>初速向上の効果
一般的にスクイーズボアは初速が向上する傾向があります。
ですが実際の弾速は設計の内容、銃身の状態、弾頭、弾薬などの条件によって異なります。
また、初速向上を目的としていない場合は一般的な弾速と同等になる場合もあります。
例を挙げると1960~1970年代に米陸軍とコルトはスクイーズボア(SALVOスクイーズボアシステム)の研究を行っていましたが、これは複数の弾頭を同時に発射し命中率向上を狙った内容のため通常より速い弾速は求められておらず、9mm、5.56mm、7.62mm、12.7mmのいずれも既存の弾速と同等でした。

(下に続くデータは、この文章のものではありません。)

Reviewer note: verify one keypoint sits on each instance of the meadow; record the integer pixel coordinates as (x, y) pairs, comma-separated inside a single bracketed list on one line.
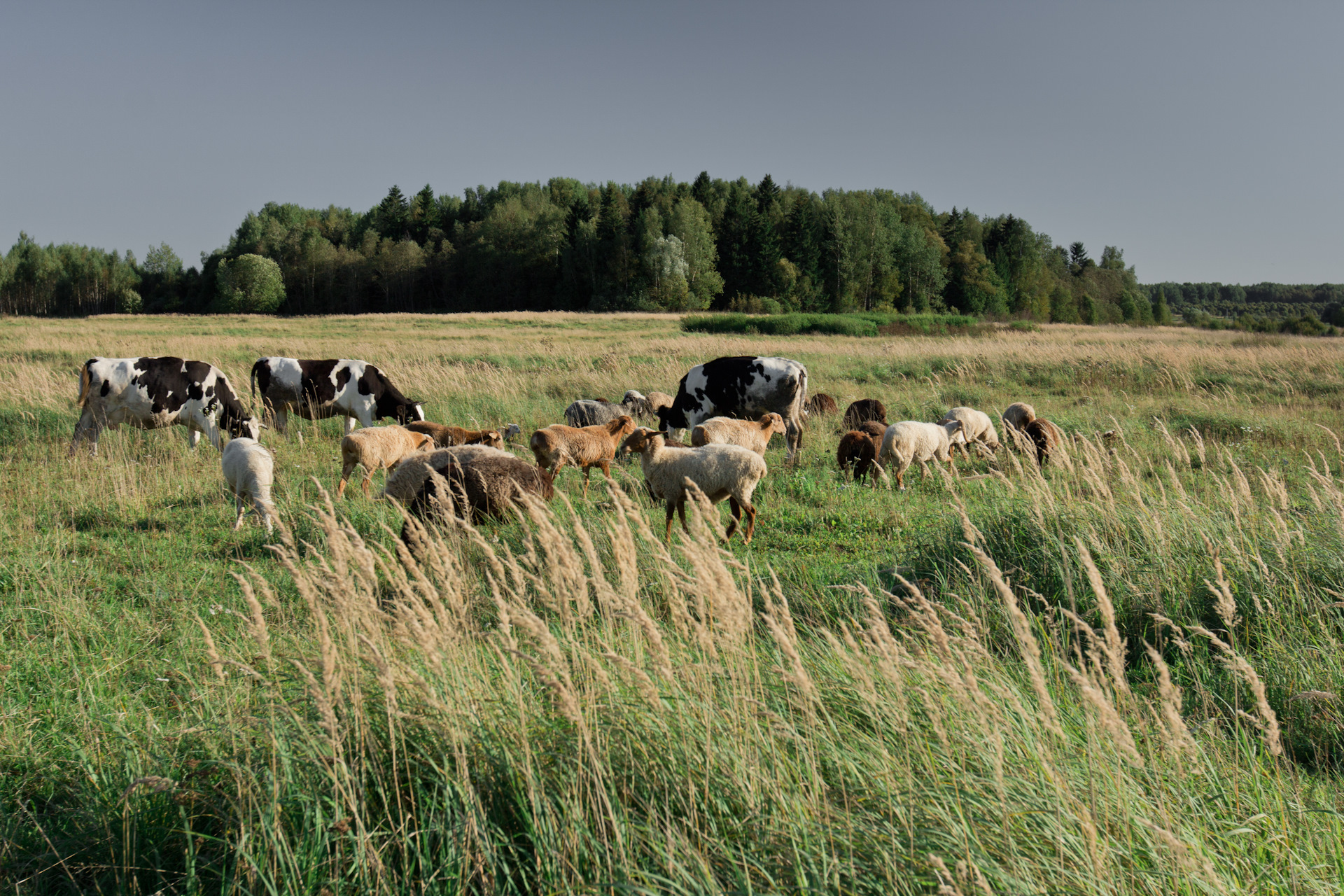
[(1120, 675)]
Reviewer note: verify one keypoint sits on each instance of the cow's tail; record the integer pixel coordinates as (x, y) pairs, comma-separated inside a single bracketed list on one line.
[(85, 382)]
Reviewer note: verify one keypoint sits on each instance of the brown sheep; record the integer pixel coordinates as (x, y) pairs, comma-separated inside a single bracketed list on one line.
[(820, 403), (585, 447), (750, 434), (449, 435), (1046, 437), (859, 449), (863, 412), (377, 448), (483, 481)]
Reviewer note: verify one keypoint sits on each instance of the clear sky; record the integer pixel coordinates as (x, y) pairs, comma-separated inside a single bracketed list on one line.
[(1202, 139)]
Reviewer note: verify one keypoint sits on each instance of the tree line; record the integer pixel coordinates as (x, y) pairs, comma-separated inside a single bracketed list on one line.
[(659, 245)]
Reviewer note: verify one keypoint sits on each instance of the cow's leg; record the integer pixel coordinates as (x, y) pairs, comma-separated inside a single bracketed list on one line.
[(86, 429), (793, 435)]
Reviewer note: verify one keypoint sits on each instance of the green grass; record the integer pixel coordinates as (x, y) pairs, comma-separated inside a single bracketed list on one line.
[(433, 751)]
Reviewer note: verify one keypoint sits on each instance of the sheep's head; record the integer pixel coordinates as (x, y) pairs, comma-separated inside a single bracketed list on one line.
[(641, 440), (622, 425)]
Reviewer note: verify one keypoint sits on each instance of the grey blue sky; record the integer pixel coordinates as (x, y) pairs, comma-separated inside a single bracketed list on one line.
[(1202, 139)]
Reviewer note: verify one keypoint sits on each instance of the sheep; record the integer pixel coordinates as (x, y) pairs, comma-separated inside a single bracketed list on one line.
[(976, 428), (1018, 415), (377, 448), (585, 447), (820, 403), (483, 480), (592, 413), (249, 470), (724, 430), (1044, 437), (451, 435), (862, 412), (720, 470), (860, 449), (911, 441)]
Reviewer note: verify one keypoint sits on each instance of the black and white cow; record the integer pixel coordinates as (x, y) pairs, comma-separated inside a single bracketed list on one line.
[(743, 387), (152, 393), (319, 390)]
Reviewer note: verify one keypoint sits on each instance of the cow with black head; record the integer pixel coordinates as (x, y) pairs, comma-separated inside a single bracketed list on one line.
[(337, 387), (153, 393), (743, 387)]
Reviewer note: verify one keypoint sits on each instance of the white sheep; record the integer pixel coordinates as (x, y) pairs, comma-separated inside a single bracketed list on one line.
[(720, 470), (976, 429), (750, 434), (910, 441), (377, 448), (249, 470)]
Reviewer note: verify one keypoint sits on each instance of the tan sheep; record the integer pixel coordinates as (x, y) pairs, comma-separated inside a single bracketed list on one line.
[(749, 434), (584, 447), (378, 448), (976, 429), (910, 441), (1018, 415), (447, 435)]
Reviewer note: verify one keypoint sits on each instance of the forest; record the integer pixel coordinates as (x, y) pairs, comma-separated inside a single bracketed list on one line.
[(659, 245)]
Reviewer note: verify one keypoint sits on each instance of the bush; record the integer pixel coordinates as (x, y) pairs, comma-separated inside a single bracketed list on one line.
[(249, 285), (857, 324)]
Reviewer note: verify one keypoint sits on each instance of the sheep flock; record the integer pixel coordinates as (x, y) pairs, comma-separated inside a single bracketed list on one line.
[(438, 469)]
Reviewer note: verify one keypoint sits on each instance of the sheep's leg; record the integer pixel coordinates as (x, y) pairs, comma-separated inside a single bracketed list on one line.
[(344, 476), (737, 516)]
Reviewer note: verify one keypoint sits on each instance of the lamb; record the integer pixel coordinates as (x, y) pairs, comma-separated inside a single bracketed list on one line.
[(1018, 415), (377, 448), (911, 441), (724, 430), (720, 470), (976, 428), (451, 435), (592, 413), (860, 449), (251, 470), (585, 447), (482, 480), (862, 412), (820, 403), (1044, 437)]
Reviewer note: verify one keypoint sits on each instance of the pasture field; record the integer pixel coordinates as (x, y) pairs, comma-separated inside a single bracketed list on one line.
[(945, 690)]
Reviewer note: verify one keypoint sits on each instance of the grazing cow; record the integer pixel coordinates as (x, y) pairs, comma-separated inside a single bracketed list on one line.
[(153, 393), (743, 387), (319, 390)]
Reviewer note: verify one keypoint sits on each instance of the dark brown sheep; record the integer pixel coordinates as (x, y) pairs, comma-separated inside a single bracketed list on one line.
[(820, 403), (860, 450), (863, 412), (1046, 437), (482, 480)]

余談ですが米軍ではM9ピストルのトライアルの際に提出されたコルトSSP M1971ピストルにスクイーズボアバレルがオプションとなっていましたが、結果的にベレッタ92が採用されることとなりました。
>銃身寿命
スクイーズボアは摩擦抵抗が大きいため腔圧が高くなり、高圧によるエロージョン(焼損による浸食)の影響から銃身命数が短くなります。
これは歴史的に軍用小火器用として採用されてこなかった理由の1つです。
>停弾のリスク
停弾のリスクは一般的な既存の銃身と変わりません。
>また大幅な初速向上を図ったような製品あるのでしょうか。
スクイーズボアは高圧になるため既存の銃では大幅な初速向上は不可能です。
しかし米陸軍では現在研究中で、高圧に耐える強固なブリーチアッセンブリーを新規開発することでライフル弾の初速を持つピストル、高速ライフル弾(5000fps超)、無人機(ドローンやロボット)への転用などの開発が進められており、実験で24インチバレルから5750fpsで発射することは達成されています。